Menaklukan Syafiq dan TaufiqSyafiq dan Taufiq namanya. Mereka dua bersaudara kakak-adik pindahan dari salah satu SD negeri di kecamatan Sebatik Tengah. Mereka dua siswa yang tengah duduk di bangku kelas 1. Walaupun secara usia, jenjang kelas tersebut sebenarnya sudah tidak sesuai. Usia yang sudah cukup dewasa bagi anak kelas 1 Sekolah Dasar. Syafiq tengah berusia 9 tahun, sedangkan adiknya Taufiq berusia 8 tahun. Sebelumnya bersama orang tuanya mereka tinggal di Sebatik Malaysia. Karena di sana mereka tidak mendapatkan akses pendidikan, maka dengan modal nekat ayahnya memutuskan pindah ke Indonesia agar bisa menyekolahkan anaknya. Sehingga akhir tahun 2014 mereka pindah ke Indonesia.
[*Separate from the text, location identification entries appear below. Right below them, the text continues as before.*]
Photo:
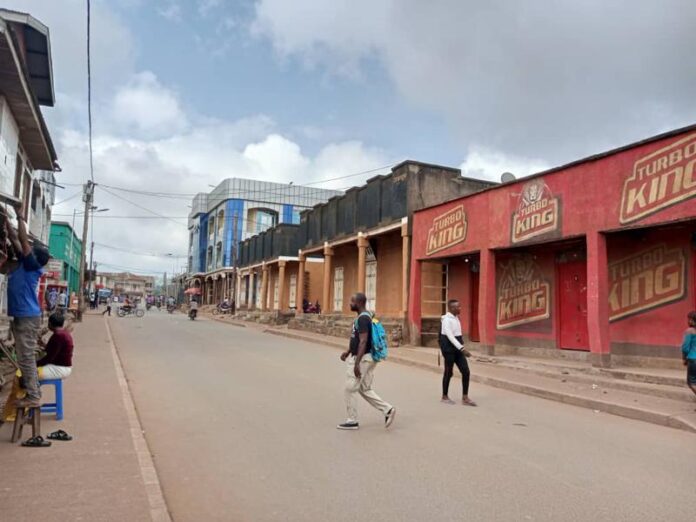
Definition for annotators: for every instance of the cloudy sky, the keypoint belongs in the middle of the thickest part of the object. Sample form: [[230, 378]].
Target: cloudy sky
[[189, 92]]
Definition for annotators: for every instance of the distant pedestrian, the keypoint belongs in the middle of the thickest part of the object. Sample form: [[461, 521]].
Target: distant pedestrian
[[453, 352], [360, 368], [108, 307], [689, 351], [62, 301]]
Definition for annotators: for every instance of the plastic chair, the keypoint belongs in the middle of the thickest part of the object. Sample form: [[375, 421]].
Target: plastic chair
[[54, 407]]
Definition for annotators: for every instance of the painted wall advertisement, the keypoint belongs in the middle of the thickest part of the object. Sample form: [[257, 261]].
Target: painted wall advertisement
[[524, 295], [537, 214], [447, 230], [646, 280]]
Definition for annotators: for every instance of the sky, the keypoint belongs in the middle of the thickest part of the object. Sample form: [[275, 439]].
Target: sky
[[186, 93]]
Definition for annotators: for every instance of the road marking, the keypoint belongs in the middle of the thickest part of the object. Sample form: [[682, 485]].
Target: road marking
[[153, 489]]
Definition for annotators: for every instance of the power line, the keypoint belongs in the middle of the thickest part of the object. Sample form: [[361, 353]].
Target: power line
[[141, 207], [149, 254], [89, 90]]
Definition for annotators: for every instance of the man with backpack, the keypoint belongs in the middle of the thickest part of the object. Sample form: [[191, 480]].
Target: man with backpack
[[367, 347]]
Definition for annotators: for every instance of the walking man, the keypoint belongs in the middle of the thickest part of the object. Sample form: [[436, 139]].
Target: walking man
[[108, 307], [360, 368], [453, 352]]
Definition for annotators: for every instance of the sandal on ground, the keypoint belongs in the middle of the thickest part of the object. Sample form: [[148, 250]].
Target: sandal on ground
[[36, 442], [59, 435]]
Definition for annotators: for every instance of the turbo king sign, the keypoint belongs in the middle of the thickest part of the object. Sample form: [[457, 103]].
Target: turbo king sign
[[448, 229], [523, 295], [646, 280], [659, 180], [536, 214]]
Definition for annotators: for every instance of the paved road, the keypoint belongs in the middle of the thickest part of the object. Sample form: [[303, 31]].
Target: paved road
[[242, 427]]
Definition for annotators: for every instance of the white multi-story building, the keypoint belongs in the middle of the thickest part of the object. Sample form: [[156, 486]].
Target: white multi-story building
[[27, 155]]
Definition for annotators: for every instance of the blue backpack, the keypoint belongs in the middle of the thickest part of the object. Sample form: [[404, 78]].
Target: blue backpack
[[378, 336]]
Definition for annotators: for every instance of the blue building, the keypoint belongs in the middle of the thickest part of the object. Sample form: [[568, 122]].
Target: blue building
[[232, 212]]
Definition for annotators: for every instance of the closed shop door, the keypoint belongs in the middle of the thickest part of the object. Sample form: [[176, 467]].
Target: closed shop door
[[474, 331], [338, 289], [572, 305], [371, 285], [275, 294], [292, 300]]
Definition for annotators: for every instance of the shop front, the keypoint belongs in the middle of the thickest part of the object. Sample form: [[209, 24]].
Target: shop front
[[593, 260]]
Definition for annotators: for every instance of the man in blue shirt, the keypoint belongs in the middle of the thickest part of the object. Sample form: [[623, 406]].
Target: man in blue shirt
[[23, 305], [689, 351]]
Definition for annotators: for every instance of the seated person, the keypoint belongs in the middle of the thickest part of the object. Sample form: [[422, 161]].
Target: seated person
[[57, 363]]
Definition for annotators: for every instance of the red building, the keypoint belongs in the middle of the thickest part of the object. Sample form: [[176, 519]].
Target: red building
[[593, 258]]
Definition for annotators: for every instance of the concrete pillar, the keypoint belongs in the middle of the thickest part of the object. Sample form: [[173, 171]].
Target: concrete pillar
[[405, 262], [598, 299], [362, 251], [326, 307], [300, 284], [264, 287], [281, 285], [487, 301]]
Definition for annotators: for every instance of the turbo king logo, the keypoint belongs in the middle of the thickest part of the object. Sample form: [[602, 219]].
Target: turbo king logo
[[659, 180], [523, 295], [646, 280], [448, 229], [536, 214]]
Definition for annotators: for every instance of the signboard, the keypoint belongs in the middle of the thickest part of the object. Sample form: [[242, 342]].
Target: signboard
[[447, 230], [537, 212], [646, 280], [524, 296], [660, 180]]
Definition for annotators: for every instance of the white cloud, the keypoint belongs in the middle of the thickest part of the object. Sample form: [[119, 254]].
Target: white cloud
[[484, 163], [144, 107], [558, 80], [171, 11]]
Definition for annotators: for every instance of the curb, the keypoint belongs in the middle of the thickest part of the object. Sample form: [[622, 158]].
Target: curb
[[653, 417], [148, 472]]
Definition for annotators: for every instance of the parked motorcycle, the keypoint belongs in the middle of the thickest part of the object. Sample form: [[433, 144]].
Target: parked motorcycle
[[220, 309], [123, 312]]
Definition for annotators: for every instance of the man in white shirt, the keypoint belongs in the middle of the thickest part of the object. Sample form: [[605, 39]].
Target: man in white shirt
[[453, 352]]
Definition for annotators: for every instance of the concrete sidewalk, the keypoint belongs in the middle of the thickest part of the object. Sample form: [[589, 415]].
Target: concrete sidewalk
[[105, 473], [656, 403]]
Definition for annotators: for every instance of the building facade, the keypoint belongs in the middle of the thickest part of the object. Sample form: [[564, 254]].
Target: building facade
[[27, 155], [594, 260], [65, 246], [126, 284], [356, 242], [234, 211]]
Dua anak ini dipindahkan oleh orang tuanya karena tidak menerima perlakuan sanksi yang diberikan oleh salah satu guru di sekolah tersebut. Menurut penuturan pak Ali ayahnya, setiap kali anaknya berbuat salah di sekolah asalnya selalu dipukuli oleh gurunya. Saat bersekolah di sekolah asalnya mereka memang sudah mengikuti kelas Madrasah Diniyah di sekolah Tapal Batas. Biasanya setelah pulang dari sekolah, mereka langsung singgah di sekolah Tapal Batas untuk mengikuti kegiatan Madrasah Diniyah. Kebetulan kelas Diniyah yang mereka ikuti dimulai jam 14.00 hingga waktu shalat ashar tiba. Karena setiap siswa harus sholat ashar berjamaah dulu sebelum pulang ke rumah masing-masing. Waktu berlalu, ternyata aktivitas semacam ini membuat jenuh kedua anak ini. Menurut ayahnya, dua anak ini merasa kesulitan jika harus bersekolah seharian dengan jarak rumah yang lumayan jauh. Hingga akhirnya orang tuanya memutuskan agar Syafiq dan Taufiq pindah dan bersekolah di Sekolah Tapal Batas Madrasah Ibtidaiyah Darul Furqon. Harapan besar orang tuanya saat ini, anak-anaknya bisa dididik lebih baik lagi kenakalannya bisa berubah juga. Akan tetapi rupanya itu bukanlah hal yang mudah untuk dilakukan.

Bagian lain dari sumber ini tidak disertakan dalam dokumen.